South Africa pretends to be the US in this okay little DTV/cable noir. Too few films have been built around Gina Gershon, who pitches fair to be the Mimi Rogers of the new millennium. Here, she's a shrink working in a correctional facility who has a bunch of problems - mostly, her nasty soon-to-be-ex is winning a custody hearing and taking away her two little girls because he paints her in court as an unstable workaholic who mixes with psychopaths. The husband and his trophy fiancee are murdered by an intruder who protects the girls, and Gershon inherits a bundle of cash.
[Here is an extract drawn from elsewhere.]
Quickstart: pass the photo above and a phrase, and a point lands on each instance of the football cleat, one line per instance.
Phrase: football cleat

She seems liable to take a fall for the murder, especially when physical evidence turns up, but the investigating cop (Michael Biehn) happens to be her secret boyfriend. It all turns on a relationship between shrink and a just-released patient (Sean Patrick Flannery) who is either an obsessive stalker with a canny streak framing the love object who rejected him or a manipulated loser who has been shaped into a murder weapon.

The plot is a working definition of unlikely, with Biehn stuck with the most unbelievable turns, but Gershon gets an interesting workout as the ambiguous heroine, seen as both a strained working mom and a seducctress in a red nightie. The ending leaves a chink open to interpret the heroine as a covert villain. As with many runaway productions, it suffers from no-name supporting actors who are so intent on their accents that they never deliver more than competent work.